Understanding SQL Constraints
Understanding SQL Constraints

Conceptual article

Understanding SQL Constraints

ConceptualDatabasesSQL

Introduction

When designing a database, there may be times when you want to put limits on what data is allowed in certain columns. For example, if you’re creating a table that will hold information on skyscrapers, you may want the column holding each building’s height to prohibit negative values.

Relational database management systems (RDBMSs) allow you to control what data gets added to a table with constraints. A constraint is a special rule that applies to one or more columns — or to an entire table — that restricts what changes can be made to a table’s data, whether through an INSERT, UPDATE, or DELETE statement.

This article will review in detail what constraints are and how they’re used in RDBMSs. It will also walk through each of the five constraints defined in the SQL standard and explain their respective functions.

What Are Constraints?

In SQL, a constraint is any rule applied to a column or table that limits what data can be entered into it. Any time you attempt to perform an operation that changes that data held in a table — such as an INSERT, UPDATE, or DELETE statement — the RDBMS will test whether that data violates any existing constraints and, if so, return an error.

Database administrators often rely on constraints to ensure that a database follows a set of defined business rules. In the context of a database, a business rule is any policy or procedure that a business or other organization follows and that its data must adhere to as well. For instance, say you’re building a database that will catalog a client’s store inventory. If the client specifies that each product record should have a unique identification number, you could create a column with a UNIQUE constraint that will ensure no two entries in that column are the same.

Constraints are also helpful with maintaining data integrity. Data integrity is a broad term that’s often used to describe the overall accuracy, consistency, and rationality of data held in a database, based on its particular use case. Tables in a database are often closely related, with columns in one table being dependent on the values in another. Because data entry is often prone to human error constraints are useful in cases like this, as they can help ensure that no incorrectly entered data could impact such relationships and thus harm the database’s data integrity.

Imagine you’re designing a database with two tables: one for listing current students at a school and another for listing members of that school’s basketball team. You could apply a FOREIGN KEY constraint to a column in the basketball team table which refers to a column in the school table. This will establish a relationship between the two tables by requiring any entry to the team table to refer to an existing entry in the students table.

Users define constraints when they first create a table, or they can add them later on with an ALTER TABLE statement as long as it doesn’t conflict with any data already in the table. When you create a constraint, the database system will generate a name for it automatically, but in most SQL implementations you can add a custom name for any constraint. These names are used to refer to constraints in ALTER TABLE statements when changing or removing them.

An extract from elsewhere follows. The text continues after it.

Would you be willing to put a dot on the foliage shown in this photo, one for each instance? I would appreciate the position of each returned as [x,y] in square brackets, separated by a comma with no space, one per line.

The SQL standard formally defines just five constraints:

  • PRIMARY KEY
  • FOREIGN KEY
  • UNIQUE
  • CHECK
  • NOT NULL

Note: Many RDBMSs include the DEFAULT keyword, which is used to define a default value for a column other than NULL if no value is specified when inserting a row. The documentation of some of these database management systems refer to DEFAULT as a constraint, as their implementations of SQL use a DEFAULT syntax similar to that of constraints like UNIQUE or CHECK. However, DEFAULT technically is not a constraint since it doesn’t restrict what data can be entered into a column.

Now that you have a general understanding of how constraints are used, let’s take a closer look at each of these five constraints.

PRIMARY KEY

The PRIMARY KEY constraint requires every entry in the given column to be both unique and not NULL, and allows you to use that column to identify each individual row in the table

In the relational model, a key is a column or set of columns in a table in which every value is guaranteed to be unique and to not contain any NULL values. A primary key is a special key whose values are used to identify individual rows in a table, and the column or columns that comprise the primary key can be used to identify the table throughout the rest of the database.

This is an important aspect of relational databases: with a primary key, users don’t need to know where their data is physically stored on a machine and their DBMS can keep track of each record and return them on an ad hoc basis. In turn, this means that records have no defined logical order, and users have the ability to return their data in whatever order or through whatever filters they wish.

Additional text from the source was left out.